He mencionado la escalera de su estudio porque aquí había pasado algo increíble. Una noche, en medio de la tranquilidad nocturna, sonó un golpe. En el rellano de la escalera había una pequeña biblioteca. Cuando se levantaron por la mañana, encontraron sobre un escalón la Biblia abierta, con la portada hacia abajo. El libro, pesado y enorme, cayó de la biblioteca de una manera inexplicable. Cuando, al cabo de una semana volví a Zbraslav con Nezval, éste soltó lamentos apasionados porque a nadie se le había ocurrido leer el texto en ambas páginas abiertas. ¡Seguramente allí había un signo o un aviso! O tal vez una señal, buena o mala.

¡Allí habría habido una mala señal!

El jardín de encima de la torre estaba construido sobre una empinada cuesta. Los huertos eran soportados por las terrazas de abajo. En la terraza más alta, Vancura había improvisado un pequeño campo de tiro. Durante una visita le encontré cuando insistentemente daba en el blanco con su escopeta de aire comprimido. Después de estrecharnos la mano mi amigo me puso inmediatamente en las manos su ligera y elegante escopeta. No he ido al servicio militar y nunca he tenido entre las manos un fusil, ni siquiera tan inocente como aquél. Me enseñó cómo se cargaba y se apuntaba.

Intenté apuntar y el tiro fue lejos del centro del blanco. El brazo me temblaba y otra vez apunté mal. Me volvió a explicar cómo se tiene que apuntar. Al cabo de un rato, aburrido, dejé el fusil, con gran pena por parte de Vancura.

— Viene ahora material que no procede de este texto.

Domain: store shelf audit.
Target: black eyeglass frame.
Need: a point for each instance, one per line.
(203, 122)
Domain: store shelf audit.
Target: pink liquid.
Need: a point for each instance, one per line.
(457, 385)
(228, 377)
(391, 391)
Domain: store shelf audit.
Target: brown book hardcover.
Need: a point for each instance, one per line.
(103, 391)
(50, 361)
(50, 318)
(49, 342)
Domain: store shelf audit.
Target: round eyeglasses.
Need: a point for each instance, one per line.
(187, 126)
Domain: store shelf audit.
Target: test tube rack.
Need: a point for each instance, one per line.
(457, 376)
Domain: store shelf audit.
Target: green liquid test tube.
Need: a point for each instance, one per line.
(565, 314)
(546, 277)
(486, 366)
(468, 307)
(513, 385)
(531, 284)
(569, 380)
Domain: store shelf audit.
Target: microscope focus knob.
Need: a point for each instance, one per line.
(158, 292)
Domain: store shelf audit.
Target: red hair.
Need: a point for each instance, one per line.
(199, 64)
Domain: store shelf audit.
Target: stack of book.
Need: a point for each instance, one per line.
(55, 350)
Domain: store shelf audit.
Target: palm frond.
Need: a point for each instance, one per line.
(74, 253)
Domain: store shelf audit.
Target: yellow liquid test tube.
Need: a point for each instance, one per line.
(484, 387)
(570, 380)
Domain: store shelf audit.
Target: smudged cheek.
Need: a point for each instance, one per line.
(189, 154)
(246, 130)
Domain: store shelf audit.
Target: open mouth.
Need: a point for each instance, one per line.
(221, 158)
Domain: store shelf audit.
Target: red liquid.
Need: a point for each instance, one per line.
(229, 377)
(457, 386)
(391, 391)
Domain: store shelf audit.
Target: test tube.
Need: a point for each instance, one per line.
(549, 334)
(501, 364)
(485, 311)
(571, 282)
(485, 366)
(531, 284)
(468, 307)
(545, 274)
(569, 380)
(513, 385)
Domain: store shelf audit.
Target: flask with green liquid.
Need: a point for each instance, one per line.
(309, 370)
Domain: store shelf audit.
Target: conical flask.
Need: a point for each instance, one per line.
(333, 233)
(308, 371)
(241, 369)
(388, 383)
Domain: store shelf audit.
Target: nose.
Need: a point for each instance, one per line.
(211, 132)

Desgraciadamente, tampoco tuvo suerte Vancura al enseñarme a tirar en aquella hermosa tarde de verano.

La estación de ferrocarril de Zbraslav está en el otro lado del río, atravesando el puente. A menudo nos apresurábamos para tomar el tren, cuando éste ya estaba silbando en el cercano Vrané. Sin embargo, tenía un mal recuerdo de este pueblo.

Durante su estancia en París, Karel Teige conoció al pintor moderno Foujita. El artista le había regalado un dibujo bastante grande, que representaba una mujer desnuda, dibujado en la línea japonesa, pero ya con el espíritu de la escuela moderna parisina. El cuadro era precioso y la japonesa también. Los ojos no podían dejar de sonreír y el corazón de temblar. Al ver mi explosión de entusiasmo y habiendo reflexionado unos momentos, Teige me lo regaló. Era muy bueno. Sin embargo, yo no tenía en casa espacio donde ponerlo y lo guardé enrollado sobre el armario. Pero como Vancura estaba arreglando su piso y tenía las paredes vacías todavía, decidí regalárselo. Al llegar a Zbraslav olvidamos el dibujo en el tren, en una estantería para las maletas. La señora Lída en seguida saltó en el coche y se fue a Vrané, la última parada. El tren estaba allí, pero el dibujo había desaparecido.